La voix de Barbara a tremblé. Elle était sur le point de s’effondrer en larmes. Cette petite l’avait sacrément dans la peau. Elle me faisait de la peine – puis je me suis rappelé la femme et la gosse de Sammy.

— Surtout, ne répète jamais ce que je vais te confier, poupée, a-t-il alors murmuré, sinon, je suis mort !

— Oh, Sam, tu sais que jamais je ne ferais quoi que ce soit qui pourrait te nuire ! Tu peux me raconter ce que tu veux ! Je ne dirai rien !

— Eh bien… Écoute, je participe à une opération d’infiltration dans un gang de trafiquants de stupéfiants à New York… Je suis sur le terrain vingt-quatre heures sur vingt-quatre. Souvent, je n’ai même pas accès à un téléphone.

— Oh, Sam, mais ça a l’air horriblement dangereux ! Tu devrais trouver un métier avec moins de risques ! Fais ça pour moi, chéri, je t’en prie !

— C’est pas un job facile, poupée, mais il faut bien que quelqu’un le fasse. Le pays est fichu si on ne se débarrasse pas de ces ordures. Encore la semaine dernière, j’ai… j’ai dû faire une chose que je déteste, mais…

— Oh, Sammy ! Ne me dis pas ça !

— Je n’avais pas le choix, c’était lui ou moi.

— Oh mon Dieu ! C’était qui ?

— Je m’excuse. Je ne peux pas en dire plus.
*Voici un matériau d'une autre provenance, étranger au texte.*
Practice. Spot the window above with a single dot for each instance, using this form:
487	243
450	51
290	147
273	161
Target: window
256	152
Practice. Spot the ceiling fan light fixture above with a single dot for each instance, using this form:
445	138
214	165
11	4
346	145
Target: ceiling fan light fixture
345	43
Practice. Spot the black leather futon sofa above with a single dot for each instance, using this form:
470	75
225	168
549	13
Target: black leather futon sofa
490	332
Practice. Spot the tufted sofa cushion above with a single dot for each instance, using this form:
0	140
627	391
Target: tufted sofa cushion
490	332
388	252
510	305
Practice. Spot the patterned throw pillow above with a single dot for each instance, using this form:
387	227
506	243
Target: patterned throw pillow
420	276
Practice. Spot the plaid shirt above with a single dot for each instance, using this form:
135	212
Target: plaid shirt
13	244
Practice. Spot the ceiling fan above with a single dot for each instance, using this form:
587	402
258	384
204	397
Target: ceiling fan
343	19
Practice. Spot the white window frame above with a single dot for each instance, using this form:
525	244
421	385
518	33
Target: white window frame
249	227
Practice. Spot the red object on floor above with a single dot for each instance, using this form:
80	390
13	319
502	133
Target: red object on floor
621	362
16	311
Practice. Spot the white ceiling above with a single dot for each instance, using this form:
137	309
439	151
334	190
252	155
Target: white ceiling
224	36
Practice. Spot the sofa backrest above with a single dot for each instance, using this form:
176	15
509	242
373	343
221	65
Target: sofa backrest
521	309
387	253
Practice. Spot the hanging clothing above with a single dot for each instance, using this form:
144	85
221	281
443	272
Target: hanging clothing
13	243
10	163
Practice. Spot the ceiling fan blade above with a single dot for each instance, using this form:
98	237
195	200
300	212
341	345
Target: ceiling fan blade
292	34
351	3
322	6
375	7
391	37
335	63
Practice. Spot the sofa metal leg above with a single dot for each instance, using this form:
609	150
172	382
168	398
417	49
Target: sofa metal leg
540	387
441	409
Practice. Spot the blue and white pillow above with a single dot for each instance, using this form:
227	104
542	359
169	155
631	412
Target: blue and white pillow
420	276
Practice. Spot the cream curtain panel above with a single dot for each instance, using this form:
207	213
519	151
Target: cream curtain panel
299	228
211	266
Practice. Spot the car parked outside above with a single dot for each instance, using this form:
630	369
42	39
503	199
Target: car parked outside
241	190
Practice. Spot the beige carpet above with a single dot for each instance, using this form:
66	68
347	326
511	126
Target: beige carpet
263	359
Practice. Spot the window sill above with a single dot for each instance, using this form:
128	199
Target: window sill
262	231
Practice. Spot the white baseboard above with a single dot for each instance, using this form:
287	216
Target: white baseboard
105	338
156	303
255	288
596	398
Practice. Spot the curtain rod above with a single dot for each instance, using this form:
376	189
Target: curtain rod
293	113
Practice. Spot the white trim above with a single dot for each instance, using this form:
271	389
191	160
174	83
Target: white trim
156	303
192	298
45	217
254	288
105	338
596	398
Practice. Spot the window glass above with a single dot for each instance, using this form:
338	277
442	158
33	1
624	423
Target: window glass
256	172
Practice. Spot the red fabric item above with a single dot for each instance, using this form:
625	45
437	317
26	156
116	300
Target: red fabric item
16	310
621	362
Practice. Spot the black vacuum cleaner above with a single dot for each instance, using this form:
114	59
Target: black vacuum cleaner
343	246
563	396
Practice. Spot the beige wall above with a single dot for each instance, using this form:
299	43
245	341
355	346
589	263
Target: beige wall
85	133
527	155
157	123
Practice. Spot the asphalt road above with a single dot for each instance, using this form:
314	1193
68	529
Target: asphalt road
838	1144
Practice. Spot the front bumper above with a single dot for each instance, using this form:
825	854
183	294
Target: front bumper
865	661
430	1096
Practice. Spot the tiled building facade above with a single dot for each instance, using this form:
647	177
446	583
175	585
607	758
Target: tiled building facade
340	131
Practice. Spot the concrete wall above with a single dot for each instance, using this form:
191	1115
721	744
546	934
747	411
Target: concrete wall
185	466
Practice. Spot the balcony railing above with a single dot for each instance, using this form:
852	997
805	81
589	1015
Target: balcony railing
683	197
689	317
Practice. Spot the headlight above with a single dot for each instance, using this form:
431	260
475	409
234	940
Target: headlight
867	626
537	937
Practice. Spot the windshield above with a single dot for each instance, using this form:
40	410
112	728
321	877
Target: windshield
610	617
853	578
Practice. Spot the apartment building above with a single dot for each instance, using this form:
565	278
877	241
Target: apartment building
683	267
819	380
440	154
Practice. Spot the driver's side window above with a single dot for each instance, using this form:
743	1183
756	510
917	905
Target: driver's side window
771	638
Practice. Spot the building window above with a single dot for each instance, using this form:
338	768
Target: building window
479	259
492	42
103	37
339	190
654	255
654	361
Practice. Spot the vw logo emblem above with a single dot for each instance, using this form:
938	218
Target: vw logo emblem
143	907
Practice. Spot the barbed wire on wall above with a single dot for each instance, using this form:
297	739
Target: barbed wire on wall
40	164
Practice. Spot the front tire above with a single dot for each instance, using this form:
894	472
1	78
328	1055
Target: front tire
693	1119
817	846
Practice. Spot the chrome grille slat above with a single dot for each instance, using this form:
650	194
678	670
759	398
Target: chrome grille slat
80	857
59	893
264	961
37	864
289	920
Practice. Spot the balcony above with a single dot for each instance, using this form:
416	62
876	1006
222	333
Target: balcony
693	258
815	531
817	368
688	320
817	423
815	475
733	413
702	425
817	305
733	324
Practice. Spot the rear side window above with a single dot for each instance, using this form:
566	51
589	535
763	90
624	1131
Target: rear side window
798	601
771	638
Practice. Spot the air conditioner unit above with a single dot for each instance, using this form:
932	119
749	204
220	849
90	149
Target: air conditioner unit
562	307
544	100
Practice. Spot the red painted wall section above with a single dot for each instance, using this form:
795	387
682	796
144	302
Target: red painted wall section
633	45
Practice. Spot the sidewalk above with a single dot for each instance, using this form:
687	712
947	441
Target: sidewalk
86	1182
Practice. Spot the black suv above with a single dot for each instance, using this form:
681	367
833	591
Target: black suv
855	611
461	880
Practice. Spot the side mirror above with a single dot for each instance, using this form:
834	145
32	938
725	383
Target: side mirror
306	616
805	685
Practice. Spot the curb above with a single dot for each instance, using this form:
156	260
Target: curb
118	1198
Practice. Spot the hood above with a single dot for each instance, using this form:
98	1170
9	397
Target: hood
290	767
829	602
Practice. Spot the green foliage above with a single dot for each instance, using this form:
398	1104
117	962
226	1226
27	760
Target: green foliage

Il ne faut pas jouer avec le feu, tu comprends ?

— Oui, d’accord… oh, chéri, tu me manques !

— Je te manque comment ?

— Au point où je n’en dors plus… Je n’arrête pas de penser à… tu sais… comment on fait ça tous les deux.

— Oh, poupée… Tu veux que je te la mette, c’est ça ?

— Sammy, oh, Sammy, c’est tellement bon avec toi !

— Je vais te faire grimper aux rideaux, la prochaine fois qu’on se voit. Je te promets qu’on va rattraper le temps perdu…

— Oh, Sam. Je sais que tu ne veux pas que je dise ça, mais… j’aimerais qu’on puisse être ensemble tous les jours !

Sans même m’en rendre compte, je m’étais mis à me masturber…

Ils sont convenus d’un rendez-vous pour le mercredi suivant. Sammy lui a fait avaler une histoire sans queue ni tête au sujet d’un jeune gars qui travaillait au bureau de New York. Ce gamin – Maxwell « Zigmund » – pourrait tenir compagnie à Sandy pendant que Barbara et lui se donneraient du bon temps.